Stack of Possibilities

 I'll Be Gone in the Dark: One Woman's Obsessive Search for the Golden State Killer The Hellbound Heart
 The Unbeatable Squirrel Girl, Vol. 8: My Best Friend's Squirrel Lady Molly of Scotland Yard

Down the TBR Hole #18


This is a meme started by Lia at Lost in a Story. The “rules” are:

  • Go to your Goodreads to-read shelf.
  • Order on ascending date added.
  • Take the first 5 (or 10 (or even more!) if you’re feeling adventurous) books. Of course, if you do this weekly, you start where you left off the last time.
  • Read the synopses of the books.
  • Decide: keep it or should it go?

I’m modifying this a little since my to-read shelf is a mess of books that are mostly in storage. Instead, I’m going to look at my wishlist—all those books I add on a whim during my travels around the book blogging community—and weed out the ones that don’t quite sound as good now. The “keepers” I’m going to look for at online libraries or add to my Amazon wishlist.

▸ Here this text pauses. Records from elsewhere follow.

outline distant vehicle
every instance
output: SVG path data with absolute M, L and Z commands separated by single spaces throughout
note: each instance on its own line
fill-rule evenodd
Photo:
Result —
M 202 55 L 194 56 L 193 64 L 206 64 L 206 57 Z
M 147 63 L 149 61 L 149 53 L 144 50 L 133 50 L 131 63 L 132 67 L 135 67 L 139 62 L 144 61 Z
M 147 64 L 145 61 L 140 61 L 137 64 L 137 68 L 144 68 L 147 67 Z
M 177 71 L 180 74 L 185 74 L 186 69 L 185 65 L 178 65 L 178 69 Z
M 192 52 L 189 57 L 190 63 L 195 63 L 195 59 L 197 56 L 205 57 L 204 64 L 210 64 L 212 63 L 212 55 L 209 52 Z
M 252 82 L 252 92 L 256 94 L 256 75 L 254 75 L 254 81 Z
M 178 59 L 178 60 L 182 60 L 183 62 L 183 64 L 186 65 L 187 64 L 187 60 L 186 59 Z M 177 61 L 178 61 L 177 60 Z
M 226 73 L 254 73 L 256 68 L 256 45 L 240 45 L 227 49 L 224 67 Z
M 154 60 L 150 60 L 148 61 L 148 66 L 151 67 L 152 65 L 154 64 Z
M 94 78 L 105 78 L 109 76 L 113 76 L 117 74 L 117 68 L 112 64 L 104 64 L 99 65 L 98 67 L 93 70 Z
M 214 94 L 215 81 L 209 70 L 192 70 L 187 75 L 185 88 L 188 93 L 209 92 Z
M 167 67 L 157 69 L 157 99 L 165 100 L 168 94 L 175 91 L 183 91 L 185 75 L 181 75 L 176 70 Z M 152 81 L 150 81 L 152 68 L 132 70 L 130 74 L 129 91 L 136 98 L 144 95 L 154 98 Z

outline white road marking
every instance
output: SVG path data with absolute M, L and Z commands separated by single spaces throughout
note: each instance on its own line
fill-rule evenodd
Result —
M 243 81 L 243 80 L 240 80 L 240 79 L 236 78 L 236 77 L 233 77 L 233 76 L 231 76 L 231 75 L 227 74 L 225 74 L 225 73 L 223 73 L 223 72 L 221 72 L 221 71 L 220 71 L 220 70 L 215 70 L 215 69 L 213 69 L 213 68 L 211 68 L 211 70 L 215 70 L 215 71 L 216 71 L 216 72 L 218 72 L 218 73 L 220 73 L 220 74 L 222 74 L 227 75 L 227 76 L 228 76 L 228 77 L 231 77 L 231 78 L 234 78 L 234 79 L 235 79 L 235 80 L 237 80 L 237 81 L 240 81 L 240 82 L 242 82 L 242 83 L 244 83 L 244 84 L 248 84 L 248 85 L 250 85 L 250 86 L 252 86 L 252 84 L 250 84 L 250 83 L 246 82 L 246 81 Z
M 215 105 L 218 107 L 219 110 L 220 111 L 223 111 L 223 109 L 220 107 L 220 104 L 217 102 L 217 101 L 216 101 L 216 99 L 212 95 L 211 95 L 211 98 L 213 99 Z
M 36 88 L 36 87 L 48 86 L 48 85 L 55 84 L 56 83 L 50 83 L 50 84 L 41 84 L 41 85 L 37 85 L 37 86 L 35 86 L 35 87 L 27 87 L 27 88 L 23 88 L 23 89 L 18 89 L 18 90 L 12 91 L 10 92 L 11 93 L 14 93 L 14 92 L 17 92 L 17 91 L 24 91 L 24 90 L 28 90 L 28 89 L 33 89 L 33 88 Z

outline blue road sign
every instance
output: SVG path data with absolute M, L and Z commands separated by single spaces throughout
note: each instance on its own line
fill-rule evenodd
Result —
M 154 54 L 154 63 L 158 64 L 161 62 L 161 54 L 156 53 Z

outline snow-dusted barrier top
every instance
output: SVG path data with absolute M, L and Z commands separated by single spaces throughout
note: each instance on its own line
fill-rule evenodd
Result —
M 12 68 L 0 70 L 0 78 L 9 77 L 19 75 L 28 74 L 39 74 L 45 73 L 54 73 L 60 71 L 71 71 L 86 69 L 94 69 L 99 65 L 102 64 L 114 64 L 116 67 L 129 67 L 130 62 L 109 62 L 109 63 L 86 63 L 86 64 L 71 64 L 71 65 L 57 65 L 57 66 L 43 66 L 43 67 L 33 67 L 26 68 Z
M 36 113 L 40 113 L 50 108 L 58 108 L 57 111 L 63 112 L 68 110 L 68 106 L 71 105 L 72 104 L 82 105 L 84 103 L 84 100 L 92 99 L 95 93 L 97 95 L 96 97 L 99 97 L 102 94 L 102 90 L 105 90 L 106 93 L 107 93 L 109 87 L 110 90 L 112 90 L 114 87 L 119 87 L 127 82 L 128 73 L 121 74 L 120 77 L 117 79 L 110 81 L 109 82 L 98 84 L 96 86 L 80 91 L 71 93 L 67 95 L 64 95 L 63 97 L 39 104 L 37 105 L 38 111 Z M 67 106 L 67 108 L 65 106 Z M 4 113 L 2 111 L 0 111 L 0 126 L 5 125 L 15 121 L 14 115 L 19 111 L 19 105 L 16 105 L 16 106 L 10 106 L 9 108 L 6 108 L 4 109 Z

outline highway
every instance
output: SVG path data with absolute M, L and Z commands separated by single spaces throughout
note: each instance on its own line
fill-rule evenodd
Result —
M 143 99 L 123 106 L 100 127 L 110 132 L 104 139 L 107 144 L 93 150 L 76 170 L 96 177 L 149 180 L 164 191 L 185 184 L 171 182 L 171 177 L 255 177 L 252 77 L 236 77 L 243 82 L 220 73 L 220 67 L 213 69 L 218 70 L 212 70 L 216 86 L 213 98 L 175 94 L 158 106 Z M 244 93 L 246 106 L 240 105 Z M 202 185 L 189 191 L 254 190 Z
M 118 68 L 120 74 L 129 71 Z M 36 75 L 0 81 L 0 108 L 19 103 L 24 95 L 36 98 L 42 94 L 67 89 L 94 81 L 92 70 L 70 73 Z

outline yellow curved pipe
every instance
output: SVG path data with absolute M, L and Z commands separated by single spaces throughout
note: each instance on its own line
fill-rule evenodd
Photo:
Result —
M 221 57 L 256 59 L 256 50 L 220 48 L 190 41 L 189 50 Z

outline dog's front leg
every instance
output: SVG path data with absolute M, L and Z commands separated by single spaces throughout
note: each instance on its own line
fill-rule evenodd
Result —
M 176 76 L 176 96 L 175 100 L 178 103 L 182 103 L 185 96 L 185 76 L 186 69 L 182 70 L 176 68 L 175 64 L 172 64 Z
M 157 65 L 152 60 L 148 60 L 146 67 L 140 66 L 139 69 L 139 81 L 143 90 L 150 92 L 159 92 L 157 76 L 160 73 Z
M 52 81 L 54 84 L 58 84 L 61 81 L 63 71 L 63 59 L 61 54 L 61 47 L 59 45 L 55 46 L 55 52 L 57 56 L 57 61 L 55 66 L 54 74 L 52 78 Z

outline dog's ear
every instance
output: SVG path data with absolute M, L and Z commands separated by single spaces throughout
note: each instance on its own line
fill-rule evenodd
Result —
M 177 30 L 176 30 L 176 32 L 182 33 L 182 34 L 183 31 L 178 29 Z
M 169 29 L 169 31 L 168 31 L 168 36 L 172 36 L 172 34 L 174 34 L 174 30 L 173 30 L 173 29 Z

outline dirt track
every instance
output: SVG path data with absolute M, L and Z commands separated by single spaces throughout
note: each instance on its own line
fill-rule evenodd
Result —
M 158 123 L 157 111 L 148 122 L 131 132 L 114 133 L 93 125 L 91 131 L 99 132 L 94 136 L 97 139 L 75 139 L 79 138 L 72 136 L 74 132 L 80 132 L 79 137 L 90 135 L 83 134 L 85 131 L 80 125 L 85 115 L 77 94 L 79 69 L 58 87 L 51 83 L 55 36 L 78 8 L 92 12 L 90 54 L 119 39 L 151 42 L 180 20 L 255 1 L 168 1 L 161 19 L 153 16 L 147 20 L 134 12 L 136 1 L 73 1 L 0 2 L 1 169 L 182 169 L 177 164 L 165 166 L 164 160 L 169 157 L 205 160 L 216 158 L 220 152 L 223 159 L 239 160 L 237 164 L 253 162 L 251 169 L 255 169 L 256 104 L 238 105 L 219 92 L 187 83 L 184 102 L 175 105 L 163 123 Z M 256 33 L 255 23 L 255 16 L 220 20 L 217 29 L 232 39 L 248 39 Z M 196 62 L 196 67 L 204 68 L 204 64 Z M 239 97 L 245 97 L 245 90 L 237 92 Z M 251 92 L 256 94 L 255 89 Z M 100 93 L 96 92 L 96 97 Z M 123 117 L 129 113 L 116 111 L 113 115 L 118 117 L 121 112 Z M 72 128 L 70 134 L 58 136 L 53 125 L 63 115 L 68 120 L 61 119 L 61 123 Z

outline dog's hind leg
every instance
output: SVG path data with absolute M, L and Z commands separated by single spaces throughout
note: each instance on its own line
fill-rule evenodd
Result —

Full Dark House cover Full Dark House by Christopher Fowler

I don’t remember adding this to my TBR list. I’d say my want for historical thrillers has waned, so, GO.

The Bullet Trick cover The Bullet Trick by Louise Welsh

A magician with a shady past opening for burlesque acts in Berlin. You had me at magician, really. KEEP, and it’s available on Hoopla!

Now You See It cover Now You See It by Stuart M. Kaminsky

Since 2013, I’ve gone through phases of adding every book about or with a magician character to my TBR lists. You know what? There are a lot of them! I can be picky! This book is #24 in the Toby Peters series. And honestly, the plot synopsis makes it feel like there is way too much going on in this book for me. GO.

Shell Game cover Shell Game by Carol O’Connell

After saying the above, this mystery thriller still sparks some enthusiasm in me. KEEP.

Poe cover Poe: A Life Cut Short by Peter Ackroyd

I haven’t read a good biography of Poe. This and several other Peter Ackroyd books have been on my TBR list for way too long. KEEP.

Anyone have any experience with any of these? Any arguments for KEEP or GO?